Is there any I’ve missed out?

So take a deep breath with me… breathe in… 1,2,3. Now breathe out and follow these top ways to get over interview anxiety:

Research research research

Do your homework. You might not be taking an exam, but know your stuff will get you further than most. Research on the company, the role, their culture, the person who is interviewing you. Research everything. HR heads say an unprepared candidate starts to fumble and stutter, and appears more anxious when asked questions about the industry and how the company is performing. You can get the latest news from the company’s annual report, its website, press releases, and of course the internet.LinkedIn is a great tool for finding out everything you need to know about a company. Most companies have their profile up on LinkedIn too helping your search that all the more easier. If you’re going for a role in social media, don’t forget to research them up on social media channels including Twitter, Facebook, LinkedIn etc. Knowing your research impresses the interviewer and shows you’re interested in the role.

Rehearse your answers

Ask a family member, your partner or friend to help you with the kind of questions you will be answering. There are always some stock questions applicants face during interviews — Tell us something about yourself; Why do you want to change your job; how do you see yourself growing in this organisation; what are your strengths and weaknesses and such. It pays to rehearse the answers either in front of the mirror, or with someone else. Friends and family are great sources of help when preparing for an interview.
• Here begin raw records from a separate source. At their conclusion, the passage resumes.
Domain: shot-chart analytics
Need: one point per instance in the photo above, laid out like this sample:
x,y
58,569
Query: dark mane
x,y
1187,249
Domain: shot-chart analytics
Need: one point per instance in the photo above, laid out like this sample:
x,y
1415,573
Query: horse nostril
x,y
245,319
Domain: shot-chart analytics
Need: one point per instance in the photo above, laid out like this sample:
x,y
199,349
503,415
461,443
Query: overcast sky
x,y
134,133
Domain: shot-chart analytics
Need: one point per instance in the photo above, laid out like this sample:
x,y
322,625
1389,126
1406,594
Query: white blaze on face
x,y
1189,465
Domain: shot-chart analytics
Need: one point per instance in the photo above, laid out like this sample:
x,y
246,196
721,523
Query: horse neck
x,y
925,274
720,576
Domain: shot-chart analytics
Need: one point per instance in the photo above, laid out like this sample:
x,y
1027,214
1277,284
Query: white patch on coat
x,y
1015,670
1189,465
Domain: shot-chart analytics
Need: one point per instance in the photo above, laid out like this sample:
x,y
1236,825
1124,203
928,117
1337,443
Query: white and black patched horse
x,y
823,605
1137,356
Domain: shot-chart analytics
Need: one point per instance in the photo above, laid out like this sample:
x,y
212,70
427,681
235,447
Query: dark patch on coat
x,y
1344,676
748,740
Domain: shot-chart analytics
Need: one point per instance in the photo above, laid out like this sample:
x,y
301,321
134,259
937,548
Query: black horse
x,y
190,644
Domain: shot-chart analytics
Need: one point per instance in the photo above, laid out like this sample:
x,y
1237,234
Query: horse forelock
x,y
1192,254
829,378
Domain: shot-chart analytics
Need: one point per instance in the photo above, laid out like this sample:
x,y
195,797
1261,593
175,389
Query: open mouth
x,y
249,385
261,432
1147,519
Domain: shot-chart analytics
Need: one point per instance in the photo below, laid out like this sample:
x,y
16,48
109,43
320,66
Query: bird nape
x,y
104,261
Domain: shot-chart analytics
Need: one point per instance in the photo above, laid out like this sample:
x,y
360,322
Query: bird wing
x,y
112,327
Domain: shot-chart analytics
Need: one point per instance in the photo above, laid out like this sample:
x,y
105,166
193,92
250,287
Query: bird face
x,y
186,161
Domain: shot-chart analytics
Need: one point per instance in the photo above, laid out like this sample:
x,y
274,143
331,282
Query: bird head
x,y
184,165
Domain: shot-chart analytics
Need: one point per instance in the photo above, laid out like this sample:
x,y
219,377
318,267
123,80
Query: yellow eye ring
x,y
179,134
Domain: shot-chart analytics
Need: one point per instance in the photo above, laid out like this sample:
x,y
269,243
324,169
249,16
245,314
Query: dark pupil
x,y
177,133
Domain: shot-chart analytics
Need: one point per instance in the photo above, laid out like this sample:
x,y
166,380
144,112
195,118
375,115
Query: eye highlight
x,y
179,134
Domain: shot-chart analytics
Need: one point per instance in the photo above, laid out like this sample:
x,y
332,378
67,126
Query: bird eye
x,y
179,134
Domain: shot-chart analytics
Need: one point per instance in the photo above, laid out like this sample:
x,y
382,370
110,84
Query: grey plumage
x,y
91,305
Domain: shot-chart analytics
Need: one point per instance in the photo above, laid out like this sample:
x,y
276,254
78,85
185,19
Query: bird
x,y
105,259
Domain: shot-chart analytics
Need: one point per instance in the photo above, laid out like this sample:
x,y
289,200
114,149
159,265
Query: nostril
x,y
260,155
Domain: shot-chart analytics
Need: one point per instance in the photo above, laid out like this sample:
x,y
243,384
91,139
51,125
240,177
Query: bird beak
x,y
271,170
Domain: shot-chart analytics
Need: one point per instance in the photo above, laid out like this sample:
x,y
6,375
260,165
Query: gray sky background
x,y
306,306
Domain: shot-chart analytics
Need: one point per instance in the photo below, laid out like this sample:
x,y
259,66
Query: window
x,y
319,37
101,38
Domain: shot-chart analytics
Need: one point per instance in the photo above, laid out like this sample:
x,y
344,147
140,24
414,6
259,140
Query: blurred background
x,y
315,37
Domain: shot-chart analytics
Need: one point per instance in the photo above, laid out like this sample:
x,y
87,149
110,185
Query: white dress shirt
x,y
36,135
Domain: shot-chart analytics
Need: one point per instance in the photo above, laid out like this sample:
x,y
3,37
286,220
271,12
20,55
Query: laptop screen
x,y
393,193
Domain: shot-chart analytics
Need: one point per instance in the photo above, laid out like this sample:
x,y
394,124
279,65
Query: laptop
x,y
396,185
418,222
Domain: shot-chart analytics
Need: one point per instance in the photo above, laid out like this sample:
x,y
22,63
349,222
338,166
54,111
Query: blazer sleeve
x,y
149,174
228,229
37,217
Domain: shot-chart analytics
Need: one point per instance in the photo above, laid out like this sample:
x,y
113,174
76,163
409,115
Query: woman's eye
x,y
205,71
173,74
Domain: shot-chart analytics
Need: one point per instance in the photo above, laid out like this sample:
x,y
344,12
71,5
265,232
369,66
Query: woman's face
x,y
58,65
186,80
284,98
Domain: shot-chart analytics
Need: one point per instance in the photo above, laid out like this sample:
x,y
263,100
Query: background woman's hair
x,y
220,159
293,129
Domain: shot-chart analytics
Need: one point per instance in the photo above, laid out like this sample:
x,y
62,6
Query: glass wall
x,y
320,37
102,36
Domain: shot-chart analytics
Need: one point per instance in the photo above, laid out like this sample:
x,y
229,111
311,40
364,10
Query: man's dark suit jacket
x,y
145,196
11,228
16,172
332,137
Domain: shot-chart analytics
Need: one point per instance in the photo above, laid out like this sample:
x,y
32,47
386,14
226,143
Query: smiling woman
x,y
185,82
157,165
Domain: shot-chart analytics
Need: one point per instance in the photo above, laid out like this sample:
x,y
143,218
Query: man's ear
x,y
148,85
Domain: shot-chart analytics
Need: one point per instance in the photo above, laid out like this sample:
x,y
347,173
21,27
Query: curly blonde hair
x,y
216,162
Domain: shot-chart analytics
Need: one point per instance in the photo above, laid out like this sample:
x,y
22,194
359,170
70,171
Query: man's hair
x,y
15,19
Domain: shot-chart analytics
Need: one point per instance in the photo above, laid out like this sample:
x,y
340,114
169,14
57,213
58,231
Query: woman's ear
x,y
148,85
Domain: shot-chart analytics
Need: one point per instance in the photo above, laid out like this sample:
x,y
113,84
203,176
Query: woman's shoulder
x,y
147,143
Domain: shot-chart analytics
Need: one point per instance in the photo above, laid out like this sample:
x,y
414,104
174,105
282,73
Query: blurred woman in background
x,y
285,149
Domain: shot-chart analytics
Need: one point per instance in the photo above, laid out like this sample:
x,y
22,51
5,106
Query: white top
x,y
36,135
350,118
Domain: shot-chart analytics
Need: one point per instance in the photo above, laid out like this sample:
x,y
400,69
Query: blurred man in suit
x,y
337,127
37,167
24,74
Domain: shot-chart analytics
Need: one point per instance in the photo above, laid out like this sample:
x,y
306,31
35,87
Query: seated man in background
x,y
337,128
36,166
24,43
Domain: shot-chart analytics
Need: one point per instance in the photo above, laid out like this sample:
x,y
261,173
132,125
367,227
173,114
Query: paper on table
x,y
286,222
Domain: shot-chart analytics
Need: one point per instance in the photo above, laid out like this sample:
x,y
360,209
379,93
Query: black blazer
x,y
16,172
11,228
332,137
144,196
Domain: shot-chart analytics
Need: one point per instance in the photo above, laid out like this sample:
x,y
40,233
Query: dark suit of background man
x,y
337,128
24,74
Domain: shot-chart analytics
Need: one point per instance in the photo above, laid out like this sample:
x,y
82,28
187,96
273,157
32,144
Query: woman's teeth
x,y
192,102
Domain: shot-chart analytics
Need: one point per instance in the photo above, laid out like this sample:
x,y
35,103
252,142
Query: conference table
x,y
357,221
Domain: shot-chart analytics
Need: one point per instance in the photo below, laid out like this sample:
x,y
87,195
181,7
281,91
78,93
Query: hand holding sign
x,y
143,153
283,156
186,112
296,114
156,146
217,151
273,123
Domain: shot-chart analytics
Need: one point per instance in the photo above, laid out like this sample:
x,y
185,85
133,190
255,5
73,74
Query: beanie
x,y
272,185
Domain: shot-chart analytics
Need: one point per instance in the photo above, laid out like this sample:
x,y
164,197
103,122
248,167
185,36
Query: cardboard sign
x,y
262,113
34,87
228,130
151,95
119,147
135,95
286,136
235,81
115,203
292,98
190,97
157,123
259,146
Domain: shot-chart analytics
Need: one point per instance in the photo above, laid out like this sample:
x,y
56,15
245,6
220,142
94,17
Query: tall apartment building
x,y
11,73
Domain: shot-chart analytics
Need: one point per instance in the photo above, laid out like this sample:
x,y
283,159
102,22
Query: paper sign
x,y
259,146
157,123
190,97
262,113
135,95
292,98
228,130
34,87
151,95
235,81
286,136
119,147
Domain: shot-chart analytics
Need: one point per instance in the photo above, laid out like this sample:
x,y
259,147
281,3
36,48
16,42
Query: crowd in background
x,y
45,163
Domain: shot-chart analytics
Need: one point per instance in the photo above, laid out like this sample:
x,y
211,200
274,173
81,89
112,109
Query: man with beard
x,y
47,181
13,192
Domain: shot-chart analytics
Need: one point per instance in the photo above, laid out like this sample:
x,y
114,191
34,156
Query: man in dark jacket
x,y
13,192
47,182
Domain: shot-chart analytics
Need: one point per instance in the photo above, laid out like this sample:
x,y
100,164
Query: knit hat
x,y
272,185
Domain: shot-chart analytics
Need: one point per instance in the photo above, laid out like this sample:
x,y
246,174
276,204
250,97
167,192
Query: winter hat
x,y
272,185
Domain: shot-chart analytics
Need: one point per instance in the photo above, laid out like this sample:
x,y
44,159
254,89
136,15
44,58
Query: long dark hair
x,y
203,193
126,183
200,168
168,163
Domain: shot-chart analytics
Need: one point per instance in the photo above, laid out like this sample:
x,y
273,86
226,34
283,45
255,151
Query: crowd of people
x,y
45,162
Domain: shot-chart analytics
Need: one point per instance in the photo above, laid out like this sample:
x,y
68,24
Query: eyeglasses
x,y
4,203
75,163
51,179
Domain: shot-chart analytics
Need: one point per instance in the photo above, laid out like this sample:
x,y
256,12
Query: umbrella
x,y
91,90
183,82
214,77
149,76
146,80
They’ll tell you if you’re talking too fast, if you’re repeating yourself or talking too much. Practice makes perfect.

First impressions count 

The first 30 seconds of an interview is the most important. Remember dress for success, presentation of yourself is very important, the way you shake the interviewer’s hand and your posture all reflect your presentation. From there, the next 5-7 minutes are just as vital. Be extremely careful in what you say, how you conduct yourself and what impression you allow the interviewer to form of you.

Remember interview hygiene

I’m not saying you have B.O or that you dress inappropriately but along with first impressions count, keep this in mind. Follow some basic interview hygiene rules. Dress neatly and don’t look tired and sweaty. This will boost your confidence. Never look sleepy or stare at the interviewer. If you’re a smoker, try to avoid smoking 30 minutes before you go into an interview. Chewing gum and dousing yourself in perfume will only disguise the smell of lingering ashtray for 10-15 minutes. Keep the fags at bay till after your interview, then smoke to your heart’s content.*

Leave being desperate to desperate Dan

If you know your comic’s, you would know Desperate Dan is a wild west character in the British comic The Dandy. Please please please don’t appear desperate in a job. Be keen, by Jo be keen but don’t be desperate. When you want something too much, you get more nervous. Interviews should be seen as an opportunity to meet and interact with new people, and not as a do-or-die situation.

Remember to ask questions

When you’ve done your research, you may have come across some questions you want to ask the interviewer. Questions are also signs you’re keen on the role. If you can’t think of them off the top of your head, don’t panic, bring with you a notepad and pen and write down your questions. Keep that notepad as your security blanket..

Remember to keep calm. You’re be fabulous.

*I am in no way condoning or promoting smoking.